If you’re using server-side GTM, the cleanest implementation is a single transform that reads the variant from the event and copies it onto every downstream tag:

// Transform: copy experiment parameters to every outbound tag
const getEventData = require('getEventData');
const setEventData = require('setEventData');
const experimentId = getEventData('experiment_id');
const variantId = getEventData('variant_id');
if (experimentId && variantId) {
setEventData('experiment_id', experimentId);
setEventData('variant_id', variantId);
}

With this transform running before every tag fires, downstream destinations (GA4, Meta CAPI, Google Ads, Custom HTTP) all receive the variant automatically. You don’t have to remember to add it to each tag individually.

Once the user property is set and events carry the variant, the SQL analysis becomes straightforward. Example: compute conversion rate by variant for the checkout-v2 experiment:

WITH experiment_users AS (
SELECT
user_pseudo_id,
(SELECT value.string_value FROM UNNEST(user_properties) WHERE key = 'active_experiment') AS variant_raw,
MIN(event_timestamp) AS assigned_at
FROM `project.analytics_XXXXX.events_*`
WHERE _TABLE_SUFFIX BETWEEN '20260401' AND '20260430'
AND (SELECT value.string_value FROM UNNEST(user_properties) WHERE key = 'active_experiment') LIKE 'checkout-v2_%'
GROUP BY user_pseudo_id, variant_raw
),
conversions AS (
SELECT
user_pseudo_id,
COUNTIF(event_name = 'purchase') AS purchase_count,
SUM(CASE WHEN event_name = 'purchase' THEN ecommerce.purchase_revenue ELSE 0 END) AS revenue
FROM `project.analytics_XXXXX.events_*`
WHERE _TABLE_SUFFIX BETWEEN '20260401' AND '20260430'
GROUP BY user_pseudo_id
)
SELECT
e.variant_raw,
COUNT(DISTINCT e.user_pseudo_id) AS users,
SUM(c.purchase_count) AS purchases,
SUM(c.revenue) AS total_revenue,
SAFE_DIVIDE(SUM(c.purchase_count), COUNT(DISTINCT e.user_pseudo_id)) AS conversion_rate,
SAFE_DIVIDE(SUM(c.revenue), COUNT(DISTINCT e.user_pseudo_id)) AS revenue_per_user
FROM experiment_users e
LEFT JOIN conversions c USING (user_pseudo_id)
GROUP BY e.variant_raw
ORDER BY e.variant_raw;

Because the user property is set at assignment time, this join works even for users who converted days after their impression. Without the user property — relying on event-level joins — you’d need to reconstruct the session, chase client_id, and deal with consent-state complications.
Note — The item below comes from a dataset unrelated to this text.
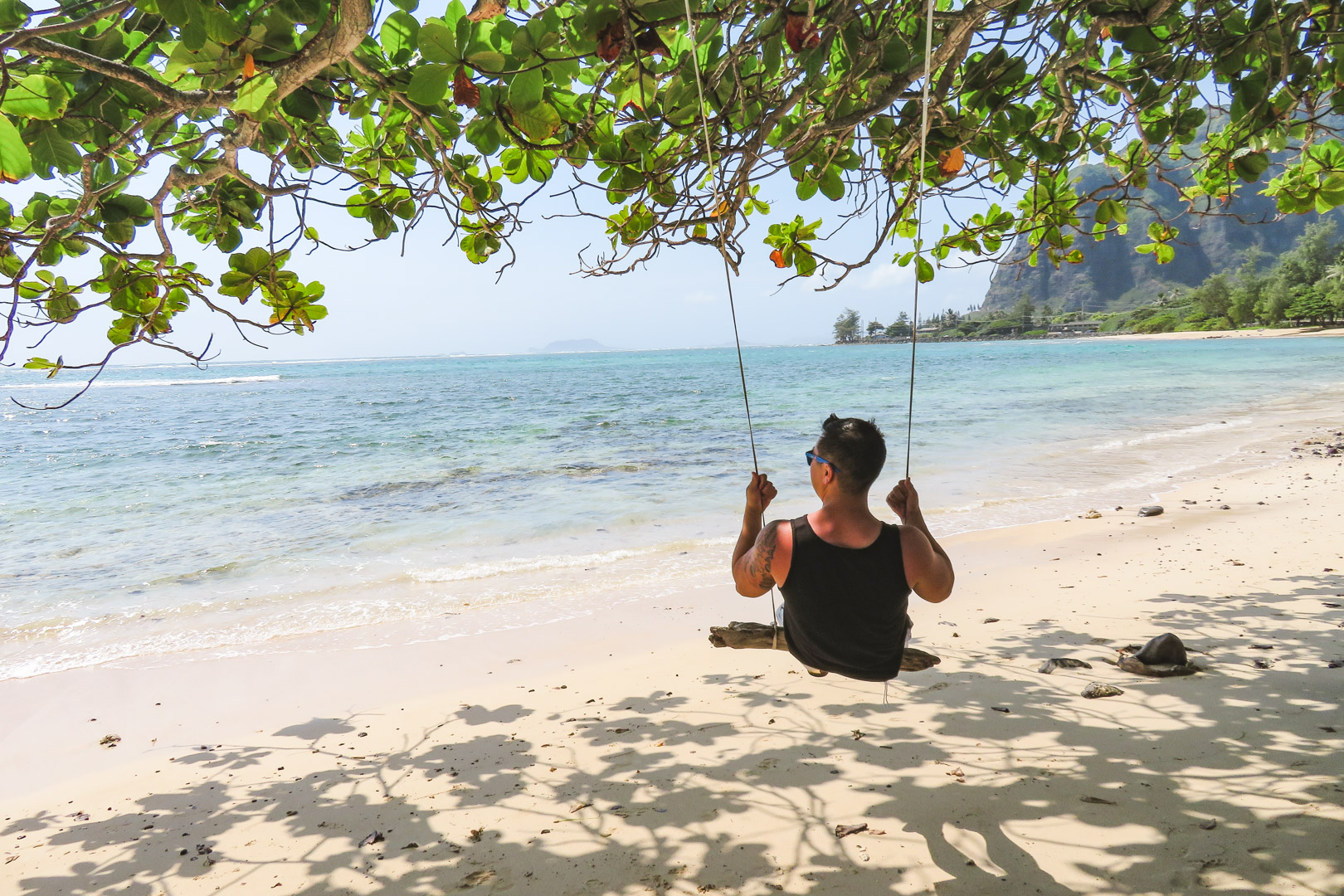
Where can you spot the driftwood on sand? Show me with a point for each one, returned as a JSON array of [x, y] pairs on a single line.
[[741, 635]]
Setting the variant as an event parameter only, not a user property. Event parameters are attached to individual events. The purchase event fires hours after experiment_impression — if the variant is only an event param, it’s only on the impression event. Use a user property so it rides on everything.

Setting the user property once, then forgetting on subsequent page views. If your assignment logic only pushes experiment_impression once per session and the GA4 Configuration tag’s user property reads from the dataLayer, the property gets set on page 1 but not on page 2. Persist the assignment (cookie or localStorage) and re-push on every page view’s GA4 Config fire.
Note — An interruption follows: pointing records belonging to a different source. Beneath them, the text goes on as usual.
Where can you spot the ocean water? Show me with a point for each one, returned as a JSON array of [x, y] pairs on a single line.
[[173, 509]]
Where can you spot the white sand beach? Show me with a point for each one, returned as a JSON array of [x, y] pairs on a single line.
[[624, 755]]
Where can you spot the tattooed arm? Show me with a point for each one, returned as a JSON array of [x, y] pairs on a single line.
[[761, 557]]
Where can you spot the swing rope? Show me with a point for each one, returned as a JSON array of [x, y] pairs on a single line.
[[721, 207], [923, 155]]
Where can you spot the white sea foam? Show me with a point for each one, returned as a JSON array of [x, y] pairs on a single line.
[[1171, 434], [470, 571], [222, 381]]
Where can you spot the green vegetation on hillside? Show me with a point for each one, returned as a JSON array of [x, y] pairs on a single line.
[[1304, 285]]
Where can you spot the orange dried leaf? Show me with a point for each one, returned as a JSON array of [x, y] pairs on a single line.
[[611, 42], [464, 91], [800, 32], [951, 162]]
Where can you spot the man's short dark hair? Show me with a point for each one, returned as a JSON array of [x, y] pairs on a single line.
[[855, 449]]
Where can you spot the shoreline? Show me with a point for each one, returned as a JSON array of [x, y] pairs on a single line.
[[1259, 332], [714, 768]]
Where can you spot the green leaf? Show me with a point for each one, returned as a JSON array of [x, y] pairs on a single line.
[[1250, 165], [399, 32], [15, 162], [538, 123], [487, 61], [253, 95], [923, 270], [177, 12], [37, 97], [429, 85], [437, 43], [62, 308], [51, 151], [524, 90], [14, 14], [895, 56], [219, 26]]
Carrying the variant in client-side tags but not sGTM tags. If your Google Ads and Meta tags fire from sGTM (which you should — server-side conversion tracking is strictly better), the variant has to ride on the server-side events too. Add it in the sGTM transform, not just in client-side tag configuration.

Using one user property per experiment. GA4 caps at 25 user properties per property. A team running 10 concurrent experiments burns through nearly half the budget. Combine variants into a single active_experiments property with delimited values.

Not handling the case where the variant changes. If a user’s variant assignment changes (e.g., you fix a bug and rerun), the user property updates — but events they generated before the change are tagged with the old variant. When analysing, filter to the variant at the time of impression, not the current value. In BigQuery this is active_experiment from the events table at the time of experiment_impression, not the latest value.

Forgetting the Meta CAPI custom_data field. Most teams add the variant to client-side tags and forget that server-side CAPI events bypass the client-side path entirely. Audit every tag that fires on conversion events and confirm the variant is being carried through.